Ante esa sugerencia, Mooshum dirigió a su hermano una mirada entre dolida y perpleja. Después alzó la ceja, interrogante. Shamengwa se santiguó con su brazo bueno y luego tomó un pequeño sorbo de su vaso.

Deberíamos saber de lo que nos está hablando —comentó Mooshum, tocándose su oreja tullida—, pero hemos de reconocer que somos totalmente ignorantes de esos…

—Pensamientos impuros —intervino Joseph desde la puerta, mirando sus cartas con el ceño fruncido.

Gin —anuncié.

—Ya.

—Pensamientos impuros —repitió Shamengwa—. Querido cura, ¿podría usted explicarnos exactamente cuáles son esos pensamientos impuros de los que habla? Si son tan habituales como dice, debemos de haberlos experimentado y, sin embargo, por alguna razón no nos hemos dado cuenta de ello.
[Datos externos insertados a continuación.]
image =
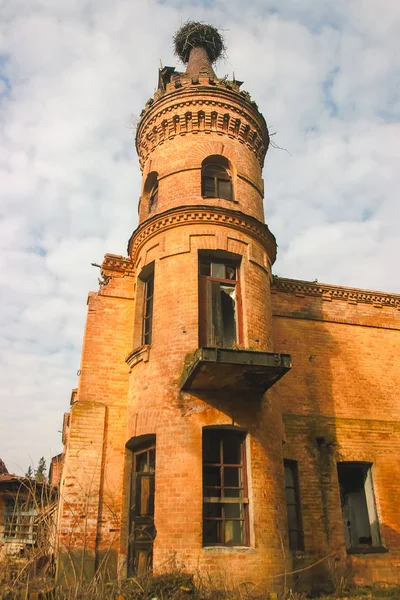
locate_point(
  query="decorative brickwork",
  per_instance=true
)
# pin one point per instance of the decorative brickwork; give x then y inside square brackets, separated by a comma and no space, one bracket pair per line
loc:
[332,292]
[198,111]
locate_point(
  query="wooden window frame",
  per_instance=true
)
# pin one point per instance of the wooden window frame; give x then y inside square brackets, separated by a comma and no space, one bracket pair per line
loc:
[205,309]
[222,177]
[148,305]
[223,500]
[140,549]
[153,197]
[19,520]
[298,530]
[375,544]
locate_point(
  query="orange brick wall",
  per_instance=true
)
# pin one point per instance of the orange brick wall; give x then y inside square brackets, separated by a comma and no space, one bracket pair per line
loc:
[342,387]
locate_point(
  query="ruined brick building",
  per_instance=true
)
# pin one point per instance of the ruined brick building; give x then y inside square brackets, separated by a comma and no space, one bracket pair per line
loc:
[227,420]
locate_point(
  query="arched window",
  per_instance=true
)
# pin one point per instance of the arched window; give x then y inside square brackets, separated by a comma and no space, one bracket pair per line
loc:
[153,197]
[216,178]
[150,190]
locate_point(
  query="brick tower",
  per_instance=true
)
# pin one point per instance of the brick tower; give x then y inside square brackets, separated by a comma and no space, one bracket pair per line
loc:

—Tal vez pecamos sin saberlo —continuó Mooshum con ojos sinceros mientras observaba al sacerdote por encima de la copa que sujetaba en el aire. Intentó poner cara de dignidad, pero su oreja maltrecha siempre le daba un aspecto ridículo—. Eso sería algo…

—¡Trágico! —completó Joseph. Intentó disimular una risita burlona barajando rápidamente las cartas.

—Trágico… puesto que acabaríamos en el lugar equivocado sin previo aviso, si llegáramos a morir.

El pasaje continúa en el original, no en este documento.